4.4.1. De tweede grief is gericht tegen r.o. 5.7 en r.o. 5.8. van het tussenvonnis van 15 maart 2006, waarin de rechtbank kort gezegd heeft geoordeeld dat zij het niet aannemelijk acht dat Swinkels niet op de hoogte was van de vroegere aanwezigheid van de tank op haar perceel, en dat Swinkels in dat verband de stelling van [geïntimeerden] dat zij aan hen geen mededeling over deze tank heeft gedaan, niet heeft weersproken.
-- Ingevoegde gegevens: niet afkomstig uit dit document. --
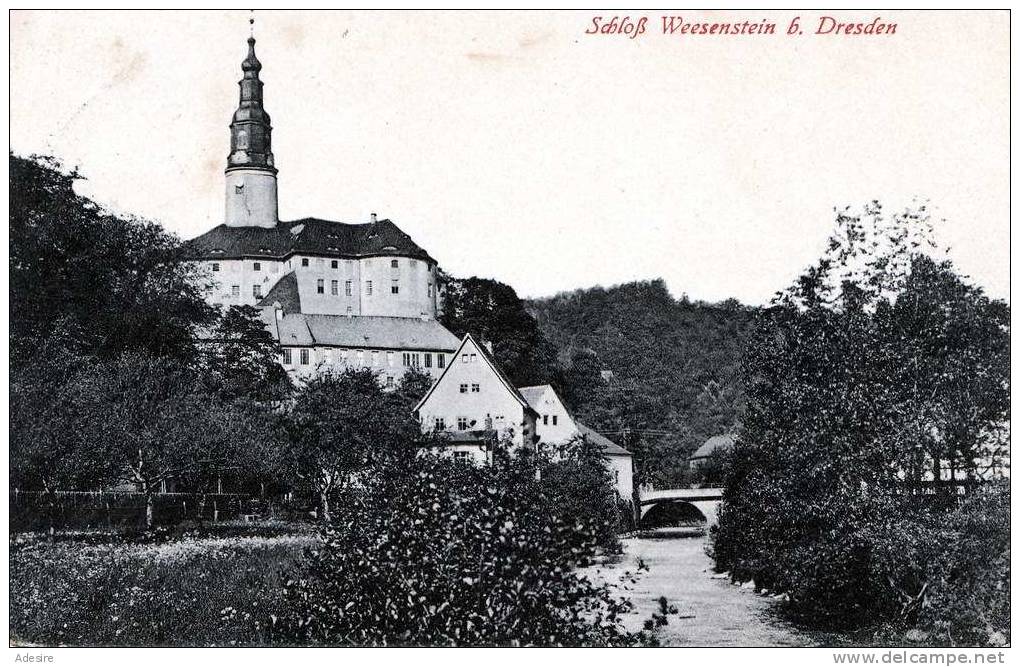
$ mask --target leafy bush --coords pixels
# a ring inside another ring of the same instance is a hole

4.4.2. Ter toelichting op deze grief voert Swinkels aan dat zij slechts een holding/moedermaatschappij is, en alleen een vennootschapsrechtelijke relatie met Loodgietersbedrijf [bedrijf 1] heeft. Zij had geen feitelijke bemoeienis met de bedrijfsvoering, en heeft niet de directie gevoerd over Loodgietersbedrijf [bedrijf 1] In de voorlaatste alinea van de toelichting op de eerste - hiervoor reeds behandelde - grief lijkt voorts de stelling van Swinkels te lezen dat zij het betreffende perceel aan Loodgietersbedrijf [bedrijf 1] had verhuurd. Dit alles brengt, zo begrijpt het hof de stellingen van Swinkels, dat Swinkels net zo veel - of net zo weinig - van het door haar verkochte perceel wist als [geïntimeerden]
4.4.3. Swinkels is kennelijk de mening toegedaan dat het enkele feit dat zij als eigenaar het perceel had verhuurd aan een aan haar gelieerde onderneming niet meebrengt dat zij daarom geacht moet worden te weten wat zich op en met dat verhuurde/in gebruik gegeven perceel afspeelt.
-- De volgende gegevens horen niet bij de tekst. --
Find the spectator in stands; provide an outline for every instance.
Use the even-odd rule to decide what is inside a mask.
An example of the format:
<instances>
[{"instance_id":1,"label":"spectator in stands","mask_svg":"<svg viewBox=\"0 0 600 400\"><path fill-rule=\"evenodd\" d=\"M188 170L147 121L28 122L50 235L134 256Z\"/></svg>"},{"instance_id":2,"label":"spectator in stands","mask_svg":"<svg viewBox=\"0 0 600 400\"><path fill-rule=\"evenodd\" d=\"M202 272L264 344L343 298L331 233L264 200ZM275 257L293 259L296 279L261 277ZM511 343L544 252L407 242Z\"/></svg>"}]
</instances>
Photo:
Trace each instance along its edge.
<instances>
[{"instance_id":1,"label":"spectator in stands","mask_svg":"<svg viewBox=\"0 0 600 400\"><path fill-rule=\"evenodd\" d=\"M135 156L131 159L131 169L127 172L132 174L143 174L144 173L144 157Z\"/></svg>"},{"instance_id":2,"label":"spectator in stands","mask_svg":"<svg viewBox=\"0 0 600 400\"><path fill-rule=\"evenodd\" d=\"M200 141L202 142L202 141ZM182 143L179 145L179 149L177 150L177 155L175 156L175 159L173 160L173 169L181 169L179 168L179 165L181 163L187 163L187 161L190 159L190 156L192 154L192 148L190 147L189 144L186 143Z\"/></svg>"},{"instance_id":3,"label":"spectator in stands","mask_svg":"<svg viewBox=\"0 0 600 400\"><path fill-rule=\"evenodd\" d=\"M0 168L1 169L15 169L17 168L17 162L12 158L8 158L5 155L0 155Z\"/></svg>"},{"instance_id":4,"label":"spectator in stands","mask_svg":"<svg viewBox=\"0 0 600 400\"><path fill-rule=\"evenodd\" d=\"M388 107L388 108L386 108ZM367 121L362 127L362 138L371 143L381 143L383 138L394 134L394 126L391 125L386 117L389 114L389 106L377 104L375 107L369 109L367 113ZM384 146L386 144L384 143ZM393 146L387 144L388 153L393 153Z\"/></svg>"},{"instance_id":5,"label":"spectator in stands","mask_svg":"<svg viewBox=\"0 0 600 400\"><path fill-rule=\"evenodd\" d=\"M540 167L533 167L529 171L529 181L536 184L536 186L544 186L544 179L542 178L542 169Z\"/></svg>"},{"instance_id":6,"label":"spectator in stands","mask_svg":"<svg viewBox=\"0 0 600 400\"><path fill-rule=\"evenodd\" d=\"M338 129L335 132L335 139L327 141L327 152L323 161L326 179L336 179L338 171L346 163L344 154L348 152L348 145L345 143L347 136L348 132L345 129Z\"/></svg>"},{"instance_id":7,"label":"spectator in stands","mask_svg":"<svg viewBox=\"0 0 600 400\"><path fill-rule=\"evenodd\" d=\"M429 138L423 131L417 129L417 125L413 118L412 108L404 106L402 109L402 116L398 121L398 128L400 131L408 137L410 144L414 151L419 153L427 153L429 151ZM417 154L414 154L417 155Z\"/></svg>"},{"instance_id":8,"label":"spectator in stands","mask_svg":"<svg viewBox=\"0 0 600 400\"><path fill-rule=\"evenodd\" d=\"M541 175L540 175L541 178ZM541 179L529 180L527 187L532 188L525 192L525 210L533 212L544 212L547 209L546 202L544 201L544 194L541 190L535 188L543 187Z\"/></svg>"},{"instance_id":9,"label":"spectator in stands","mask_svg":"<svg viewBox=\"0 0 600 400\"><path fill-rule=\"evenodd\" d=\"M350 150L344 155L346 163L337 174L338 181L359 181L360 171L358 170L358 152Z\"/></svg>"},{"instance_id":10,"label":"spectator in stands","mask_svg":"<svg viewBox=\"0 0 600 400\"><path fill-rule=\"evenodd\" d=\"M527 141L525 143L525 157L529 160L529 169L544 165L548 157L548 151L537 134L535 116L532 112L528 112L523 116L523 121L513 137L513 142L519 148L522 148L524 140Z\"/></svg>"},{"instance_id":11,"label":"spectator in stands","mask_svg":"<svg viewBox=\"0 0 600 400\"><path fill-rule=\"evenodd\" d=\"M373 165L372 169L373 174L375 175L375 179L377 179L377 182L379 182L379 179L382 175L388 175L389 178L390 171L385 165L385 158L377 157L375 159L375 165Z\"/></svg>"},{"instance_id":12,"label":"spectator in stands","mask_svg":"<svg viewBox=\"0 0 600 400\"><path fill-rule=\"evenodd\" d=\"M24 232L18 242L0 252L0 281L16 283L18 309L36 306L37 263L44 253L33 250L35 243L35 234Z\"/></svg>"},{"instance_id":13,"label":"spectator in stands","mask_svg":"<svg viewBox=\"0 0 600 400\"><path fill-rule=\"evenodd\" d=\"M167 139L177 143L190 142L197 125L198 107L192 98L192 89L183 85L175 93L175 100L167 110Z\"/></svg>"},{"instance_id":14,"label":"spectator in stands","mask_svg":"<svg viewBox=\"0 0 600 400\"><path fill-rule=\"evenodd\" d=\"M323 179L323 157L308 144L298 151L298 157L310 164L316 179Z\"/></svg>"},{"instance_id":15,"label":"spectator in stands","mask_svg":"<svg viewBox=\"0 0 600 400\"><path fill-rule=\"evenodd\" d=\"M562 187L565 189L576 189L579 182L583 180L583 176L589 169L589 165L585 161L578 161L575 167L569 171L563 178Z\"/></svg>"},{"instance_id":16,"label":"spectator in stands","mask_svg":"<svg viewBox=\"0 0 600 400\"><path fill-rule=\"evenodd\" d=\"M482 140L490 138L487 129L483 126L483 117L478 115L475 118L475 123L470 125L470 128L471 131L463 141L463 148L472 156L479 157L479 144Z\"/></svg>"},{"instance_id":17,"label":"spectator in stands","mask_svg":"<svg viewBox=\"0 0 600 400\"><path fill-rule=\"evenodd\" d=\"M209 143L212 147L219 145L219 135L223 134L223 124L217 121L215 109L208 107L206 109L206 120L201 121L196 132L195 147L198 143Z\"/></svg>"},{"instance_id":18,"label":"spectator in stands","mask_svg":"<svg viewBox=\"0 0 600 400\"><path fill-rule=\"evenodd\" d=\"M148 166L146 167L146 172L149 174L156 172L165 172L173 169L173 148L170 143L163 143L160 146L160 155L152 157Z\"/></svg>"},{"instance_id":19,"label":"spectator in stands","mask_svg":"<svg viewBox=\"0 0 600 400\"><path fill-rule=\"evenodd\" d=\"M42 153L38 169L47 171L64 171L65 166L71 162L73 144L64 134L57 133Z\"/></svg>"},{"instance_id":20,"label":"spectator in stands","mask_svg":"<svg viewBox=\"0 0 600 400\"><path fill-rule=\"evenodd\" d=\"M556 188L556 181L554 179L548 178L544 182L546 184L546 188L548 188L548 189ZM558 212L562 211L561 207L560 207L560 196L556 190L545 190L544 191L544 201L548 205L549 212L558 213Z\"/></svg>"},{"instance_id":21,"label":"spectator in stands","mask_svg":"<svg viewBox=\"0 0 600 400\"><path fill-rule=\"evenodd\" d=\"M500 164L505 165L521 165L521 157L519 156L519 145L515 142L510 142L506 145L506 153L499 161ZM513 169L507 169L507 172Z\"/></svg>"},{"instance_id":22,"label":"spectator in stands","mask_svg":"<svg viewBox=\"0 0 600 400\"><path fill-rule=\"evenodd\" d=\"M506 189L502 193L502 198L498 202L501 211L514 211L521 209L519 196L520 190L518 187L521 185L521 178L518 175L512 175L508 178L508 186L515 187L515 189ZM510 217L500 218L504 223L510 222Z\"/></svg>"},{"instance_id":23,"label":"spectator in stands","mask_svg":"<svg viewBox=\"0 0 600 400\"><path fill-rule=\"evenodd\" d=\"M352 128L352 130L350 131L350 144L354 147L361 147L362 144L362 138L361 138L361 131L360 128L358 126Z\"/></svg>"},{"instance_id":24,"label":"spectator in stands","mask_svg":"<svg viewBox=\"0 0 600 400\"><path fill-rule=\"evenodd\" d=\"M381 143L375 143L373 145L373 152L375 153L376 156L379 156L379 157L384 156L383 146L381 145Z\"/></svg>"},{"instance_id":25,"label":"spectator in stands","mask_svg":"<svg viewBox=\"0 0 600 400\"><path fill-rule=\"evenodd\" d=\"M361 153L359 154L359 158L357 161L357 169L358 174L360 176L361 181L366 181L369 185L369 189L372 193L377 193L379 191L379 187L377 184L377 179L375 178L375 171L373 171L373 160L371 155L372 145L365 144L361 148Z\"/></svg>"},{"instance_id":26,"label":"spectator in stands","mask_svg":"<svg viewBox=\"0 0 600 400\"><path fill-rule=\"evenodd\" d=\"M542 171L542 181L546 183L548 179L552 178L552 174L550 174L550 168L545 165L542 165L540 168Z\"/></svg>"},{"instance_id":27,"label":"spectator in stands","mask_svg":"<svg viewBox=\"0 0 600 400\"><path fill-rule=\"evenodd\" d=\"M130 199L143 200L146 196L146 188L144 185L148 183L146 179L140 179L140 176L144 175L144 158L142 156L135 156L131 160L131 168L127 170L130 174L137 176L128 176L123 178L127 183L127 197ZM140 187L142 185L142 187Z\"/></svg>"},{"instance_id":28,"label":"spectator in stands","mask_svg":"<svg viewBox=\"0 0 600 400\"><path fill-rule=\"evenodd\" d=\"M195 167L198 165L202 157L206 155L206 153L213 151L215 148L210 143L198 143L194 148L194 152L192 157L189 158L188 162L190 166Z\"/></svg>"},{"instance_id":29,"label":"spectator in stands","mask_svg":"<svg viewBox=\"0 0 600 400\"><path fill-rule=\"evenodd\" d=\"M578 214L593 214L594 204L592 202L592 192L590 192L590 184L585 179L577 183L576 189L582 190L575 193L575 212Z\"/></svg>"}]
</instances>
Het hof stelt voorop dat het deze visie niet deelt. Het enkele feit dat een eigenaar van een perceel het gebruik van dat perceel aan een derde - waaronder in dit geval ook te verstaan is een gelieerde maatschappij - heeft afgestaan, betekent niet zonder meer dat de eigenaar om die reden geen wetenschap meer heeft of behoort te hebben van hetgeen met dat perceel is voorgevallen. De eigenaar van zo'n perceel zal daarvoor nadere bijzondere omstandigheden moeten stellen. Een van die omstandigheden kan in het onderhavige geval zijn dat de eigenaar - Swinkels - geen directie voerde over de gebruikende vennootschap, maar in het licht van de betwisting door [geïntimeerden] is dat nog onvoldoende om er van uit te kunnen gaan dat bij Swinkels geen enkele wetenschap over de aard van het gebruik aanwezig was of behoorde te zijn.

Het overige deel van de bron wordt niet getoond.